Selesai bercerita, keningku basah bagai embun di gelas es susu yang sedang ku teguk. Berbeda denganku, Heri malah tertawa.
“Artinya bagus itu Bo! Kamu bakal dapat kerja kayak mimpiku,” ucap Heru setelah menepuk pundakku dengan senyum kudanya.
Heru berkata seperti itu karena sebelum dia bekerja di warung kopi ini, dia juga sempat mendapatkan sebuah mimpi berulang. Dia bermimpi terapung-apung di sebuah danau kopi. Badannya menjadi terasa pahit, tapi jiwanya terasa tenang. Sebenarnya cerita dari mimpi dia lebih panjang. Hanya saja aku malas untuk menghapal karena banyak mengandung senja dan lagu akustik.
Heru sangat yakin bahwa mimpi itu adalah pertanda baik. Aku tidak setuju. Mimpi ya mimpi. Bunga tidur. Tiap orang bisa dapat bunga yang indah, bau, atau tajam. Tapi itu tidak penting, karena toh ketika matamu melek bunga itu akan musnah.
“Kerja kantoran itu enak loh Bo.”
“Kata siapa? Kerja kantoran cuma kayak budak kurang gerak. Cuma duduk-duduk, pura-pura kerja, sambil ngomongin atasan.”
“Kan enak gajinya gede.”
“Tapi seragamnya jelek.”
Heru terbahak. “Namanya juga kerja ya ada ketentuannya Bo.”
“Kamu sama aja kayak Mamakku, Her. Lama-lama warungmu ku bakar juga!”
***
Aku selalu ingat kata Bapak di depan kolam lele. Dia berkata, “Bapak semalam mimpi, kamu bakal jadi orang hebat!”
Waktu itu aku masih SD, jadi aku tidak begitu paham maksud Bapak. Mimpinya tidak spesifik. Aku hanya tahu bahwa itu adalah terakhir kali aku melihat bapak. Mamak pun selalu menjadi tuli ketika ku tanya keberadaan Bapak.

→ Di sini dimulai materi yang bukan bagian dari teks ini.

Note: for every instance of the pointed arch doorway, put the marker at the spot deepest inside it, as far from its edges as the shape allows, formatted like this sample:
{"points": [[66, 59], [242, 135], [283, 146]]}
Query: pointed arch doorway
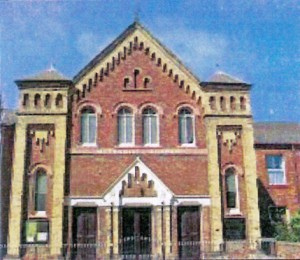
{"points": [[136, 232]]}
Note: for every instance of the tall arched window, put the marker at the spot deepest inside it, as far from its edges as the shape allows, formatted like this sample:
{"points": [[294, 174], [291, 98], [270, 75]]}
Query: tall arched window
{"points": [[186, 126], [40, 191], [231, 189], [125, 129], [88, 126], [150, 127]]}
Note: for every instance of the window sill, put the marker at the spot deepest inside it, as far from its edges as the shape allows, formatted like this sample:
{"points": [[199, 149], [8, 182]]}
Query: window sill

Lima tahun Bapak lenyap begitu saja. Aku sampai lupa jika aku punya Bapak, hingga akhirnya Lik Mul yang sedang mabuk berat tiba-tiba mengoceh tentang Bapak. Lik Mul berkata bahwa Bapak adalah orang hebat. Bapak dikenal di mana-mana dengan julukan Dewa Judi Ngantuk.

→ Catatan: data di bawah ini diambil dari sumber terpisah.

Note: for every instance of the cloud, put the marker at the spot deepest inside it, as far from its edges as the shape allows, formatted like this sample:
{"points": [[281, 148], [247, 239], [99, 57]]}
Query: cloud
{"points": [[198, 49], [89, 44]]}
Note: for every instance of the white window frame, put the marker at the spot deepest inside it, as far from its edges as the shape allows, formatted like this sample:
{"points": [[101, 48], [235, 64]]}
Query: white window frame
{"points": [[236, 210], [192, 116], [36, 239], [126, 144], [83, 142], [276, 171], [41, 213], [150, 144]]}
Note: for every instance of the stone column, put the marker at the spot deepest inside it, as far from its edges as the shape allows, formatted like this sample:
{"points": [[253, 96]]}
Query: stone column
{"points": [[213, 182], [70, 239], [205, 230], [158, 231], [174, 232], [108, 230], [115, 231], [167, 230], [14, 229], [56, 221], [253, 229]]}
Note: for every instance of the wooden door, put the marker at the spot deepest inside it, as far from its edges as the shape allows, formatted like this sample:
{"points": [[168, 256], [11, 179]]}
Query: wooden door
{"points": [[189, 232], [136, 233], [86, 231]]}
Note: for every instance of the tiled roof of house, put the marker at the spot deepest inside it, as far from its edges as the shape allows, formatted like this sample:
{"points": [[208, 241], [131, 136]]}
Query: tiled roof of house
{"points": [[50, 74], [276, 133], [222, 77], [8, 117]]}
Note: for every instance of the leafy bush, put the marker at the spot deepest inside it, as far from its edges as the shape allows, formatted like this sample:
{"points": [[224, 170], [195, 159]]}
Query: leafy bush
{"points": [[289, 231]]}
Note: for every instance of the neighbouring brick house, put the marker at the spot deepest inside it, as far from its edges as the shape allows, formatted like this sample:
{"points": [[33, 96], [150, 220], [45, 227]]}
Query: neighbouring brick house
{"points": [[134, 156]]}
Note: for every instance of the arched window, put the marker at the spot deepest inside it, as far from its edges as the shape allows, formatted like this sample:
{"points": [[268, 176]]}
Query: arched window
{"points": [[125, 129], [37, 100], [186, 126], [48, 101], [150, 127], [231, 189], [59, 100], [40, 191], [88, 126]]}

Julukan Bapak tidak sembarang sebut. Bapak memiliki kesaktian. Tiap angka yang Bapak pilih pasti dijamin tembus. Bapak tidak asal menebak karena angka-angka itu muncul di mimpi Bapak. Akan tetapi, kesaktian Bapak hilang 5 tahun lalu. Bapak tidak lagi memimpikan angka-angka. Dia malah ditibani angka-angka hutang. Sejak saat itu pun legenda Bapak berakhir.
***
Warung Kopi ini cukup sepi. Orang-orang sibuk dengan laptop mereka, tidak seperti aku yang sibuk mengamati mereka. Heru pun menghampiri ku lagi setelah selesai mengantarkan segelas americano.
“Yaudah kamu daftar sini aja. Nemenin aku.”

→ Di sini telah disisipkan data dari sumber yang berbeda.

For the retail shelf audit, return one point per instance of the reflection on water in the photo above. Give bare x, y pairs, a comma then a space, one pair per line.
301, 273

“Gak sudi. Gajinya kecil.”
“Daripada minta Mamakmu terus.”
Heru terdiam. Pandangan orang-orang langsung tertuju ke kami setelah mendengar suara beling pecah bergelegar. Napasku kacau. Aku terkaget melihat beling dan abu berantakan di lantai. Aku menatap Heru dan berkata.
“Maaf Her, nanti aku ganti.”
“Kalo betah nganggur ya sana. Aku gak seberuntung kamu dibiayai orangtua.”
“Her nanti..”
“Metuo!”
Aku langsung mengambil jaketku dan melangkah keluar. HP-ku bergetar. Nama Lik Mul muncul di layar. Hal terakhir yang ku ingat di hari itu adalah Lik Mul yang membicarakan Mamak, api di rumah, dan Heru yang berlari ke arahku.
***
Ruangan ini secerah siang, tapi mataku seperti mati lampu. Kemeja yang dikenakan mbak-mbak di hadapanku sungguh mulus. Wangi citrus tak berhenti terbang dari tubuhnya ke hidungku. Wangi itu sangat kontras dengan bekas sungai di pipiku.
“Silakan perkenalkan diri anda,” ucapnya dengan senyum manis dan pipinya yang berbulu tipis.
“Nama saya Bo. Rebo Mulyono,” ucapku terbata. Mbak-mbak itu tiba-tiba tertawa.
“Lucu sekali. Semalam saya juga bermimpi memegang amplop bertuliskan Rebo Mulyono,” mbak-mbak itu melanjutkan tertawanya. Aku mencoba meniru tawanya, tapi tidak sanggup. Sepertinya pipiku akan basah lagi.